Un dialogo molto pacato che non voleva mettere in evidenza le differenze di programma dei diversi partiti che pure esistono e sono notevoli su questioni aperte dal documento della società civile. Si pensi all’impegno positivo richiesto per la «produzione diffusa e partecipata di energia da fonti rinnovabili che ci assicuri una vera indipendenza energetica da poteri stranieri». Una definizione che non entra nella diatriba sul ritorno al nucleare civile che è parte della proposta esplicita e convita di alcuni partiti.

Diversamente operano organizzazioni come l’Italian climate network che ha prodotto una «valutazione strutturata degli impegni all’azione sul clima nei programmi elettorali e nelle dichiarazioni in campagna elettorale, effettuata da parte di un gruppo super partes di 20 scienziati ed esperti di politiche sul clima e l’energia».

Man mano che ci si avvicina alle elezioni i contenuti saranno sempre più decisivi per maturare un voto consapevole e non mancano reti e associazioni che promuovono impegni e istanze che entrano nel dettaglio delle scelte per far emergere la posizione esplicita dei partiti. Ad esempio Avviso Pubblico, rete degli enti locali contro le mafie, chiede l’impegno su 5 punti a partire ad esempio da “l’approvazione di una legge organica che regolamenti le relazioni fra esponenti istituzionali e i rappresentanti di interessi (cd. lobby)” oppure di “semplificare la normativa in materia di appalti senza perseguire logiche di deregolamentazione che potrebbero concretamente avere un’incidenza negativa sull’efficacia dei controlli di prevenzione e contrasto alle mafie e alla corruzione”.

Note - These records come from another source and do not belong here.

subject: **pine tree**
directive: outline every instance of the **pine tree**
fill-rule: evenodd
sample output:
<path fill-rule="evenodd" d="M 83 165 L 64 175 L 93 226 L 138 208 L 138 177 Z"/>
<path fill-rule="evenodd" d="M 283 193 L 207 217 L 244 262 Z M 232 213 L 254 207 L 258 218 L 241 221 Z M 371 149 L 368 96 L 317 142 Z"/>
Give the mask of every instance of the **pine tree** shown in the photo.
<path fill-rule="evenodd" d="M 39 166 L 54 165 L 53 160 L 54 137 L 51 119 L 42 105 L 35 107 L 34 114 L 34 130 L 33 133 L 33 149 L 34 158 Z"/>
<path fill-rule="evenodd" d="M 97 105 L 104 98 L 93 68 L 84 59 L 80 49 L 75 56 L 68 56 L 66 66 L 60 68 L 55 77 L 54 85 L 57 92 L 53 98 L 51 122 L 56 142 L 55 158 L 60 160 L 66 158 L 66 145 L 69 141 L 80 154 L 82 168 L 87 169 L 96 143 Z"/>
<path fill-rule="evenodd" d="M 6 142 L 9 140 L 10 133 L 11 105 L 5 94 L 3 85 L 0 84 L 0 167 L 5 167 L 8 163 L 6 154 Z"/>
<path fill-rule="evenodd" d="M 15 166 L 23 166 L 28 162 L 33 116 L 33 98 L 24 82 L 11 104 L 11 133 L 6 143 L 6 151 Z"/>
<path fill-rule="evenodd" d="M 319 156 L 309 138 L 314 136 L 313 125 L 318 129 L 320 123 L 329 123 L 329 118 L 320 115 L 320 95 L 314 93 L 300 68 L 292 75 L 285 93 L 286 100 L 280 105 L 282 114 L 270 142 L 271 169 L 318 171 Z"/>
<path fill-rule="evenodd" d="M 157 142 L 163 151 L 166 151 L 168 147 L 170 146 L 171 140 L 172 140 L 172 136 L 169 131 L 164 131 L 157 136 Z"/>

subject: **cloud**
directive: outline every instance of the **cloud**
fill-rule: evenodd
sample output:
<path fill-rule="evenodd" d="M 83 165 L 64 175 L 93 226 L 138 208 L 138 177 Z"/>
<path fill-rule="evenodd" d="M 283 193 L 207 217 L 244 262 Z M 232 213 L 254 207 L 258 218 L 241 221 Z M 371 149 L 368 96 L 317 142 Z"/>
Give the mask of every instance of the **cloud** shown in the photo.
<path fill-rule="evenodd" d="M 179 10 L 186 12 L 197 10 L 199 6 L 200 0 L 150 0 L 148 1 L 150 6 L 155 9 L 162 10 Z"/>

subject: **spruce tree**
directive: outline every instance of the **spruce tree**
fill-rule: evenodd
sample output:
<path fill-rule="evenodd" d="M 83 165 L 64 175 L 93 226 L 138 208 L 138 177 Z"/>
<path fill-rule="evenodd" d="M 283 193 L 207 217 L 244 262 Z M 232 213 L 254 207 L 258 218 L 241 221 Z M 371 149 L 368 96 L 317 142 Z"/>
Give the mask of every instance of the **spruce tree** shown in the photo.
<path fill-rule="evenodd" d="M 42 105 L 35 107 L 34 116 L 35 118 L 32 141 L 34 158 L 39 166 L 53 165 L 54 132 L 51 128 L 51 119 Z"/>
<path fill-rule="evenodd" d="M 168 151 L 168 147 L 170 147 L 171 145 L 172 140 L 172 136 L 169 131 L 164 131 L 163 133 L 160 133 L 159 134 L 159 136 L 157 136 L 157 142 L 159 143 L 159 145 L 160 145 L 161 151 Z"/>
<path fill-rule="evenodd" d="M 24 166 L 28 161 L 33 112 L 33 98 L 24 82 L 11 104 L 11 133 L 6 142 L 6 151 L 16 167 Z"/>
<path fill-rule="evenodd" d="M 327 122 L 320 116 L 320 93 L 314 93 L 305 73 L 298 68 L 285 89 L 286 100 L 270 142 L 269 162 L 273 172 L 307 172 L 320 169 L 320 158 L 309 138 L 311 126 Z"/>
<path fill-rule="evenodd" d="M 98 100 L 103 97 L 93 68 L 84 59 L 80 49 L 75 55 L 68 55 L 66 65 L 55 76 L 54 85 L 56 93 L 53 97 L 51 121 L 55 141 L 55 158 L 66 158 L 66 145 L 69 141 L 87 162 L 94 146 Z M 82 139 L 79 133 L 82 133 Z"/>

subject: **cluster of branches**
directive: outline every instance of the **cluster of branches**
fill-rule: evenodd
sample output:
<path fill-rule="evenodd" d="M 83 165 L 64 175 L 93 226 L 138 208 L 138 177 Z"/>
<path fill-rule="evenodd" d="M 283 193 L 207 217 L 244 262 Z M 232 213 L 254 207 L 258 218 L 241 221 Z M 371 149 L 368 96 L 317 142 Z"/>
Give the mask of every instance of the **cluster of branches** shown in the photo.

Per vincere la tentazione del disimpegno si può ripartire dunque da proposte e istanze in grado di prendere di petto questioni decisive per la ricerca del bene comune che va declinato con scelte concrete e quindi “di parte” come richiede il sistema democratico che, per essere tale, deve permettere di scegliere.

Resta il fatto che se una forza politica si rivela attenta ad un tema discriminante per un elettore, allo stesso si trova all’opposto su altra questione altrettanto importante. Resta inappagata l’aspettativa di una posizione complessiva capace di contenere le diverse istanze.

La sede dell’incontro del 6 settembre è stata il palazzo della Confederazione Cooperative Italiane, Confcooperative, cioè la principale organizzazione di ispirazione cristiana che rappresenta il movimento cooperativo ed è stata fondata nel 1919. L’anno di nascita del Partito popolare che attingeva dallo stesso ambiente culturale. Il simbolo originario di Confcooperative è una campana che rappresenta il rapporto con i territori, con alla base la scritta evangelica “ut unum sint (che tutti siano uno), e un melograno spaccato che mostra i singoli semi che, messi insieme, formano il frutto.

Ma quell’insieme è difficile da ricomporre pure nei pochi punti espressi dal documento di Becchetti. Infatti un successivo appello lanciato il 12 settembre da 50 esponenti della società civile di ispirazione cristiana entra di più nel dettaglio del voto responsabile mettendo in fila “contrasto alla povertà e reddito di cittadinanza, no al rinvio della transizione ecologica, Europa autonoma dagli Usa nelle strategie della guerra in Ucraina, flussi programmati di migranti, salvaguardia del diritto d’asilo e collaborazione con le Ong per i salvataggi in mare”.

La politica è pluralità di scelte chiamate a dialogare e confrontarsi seriamente.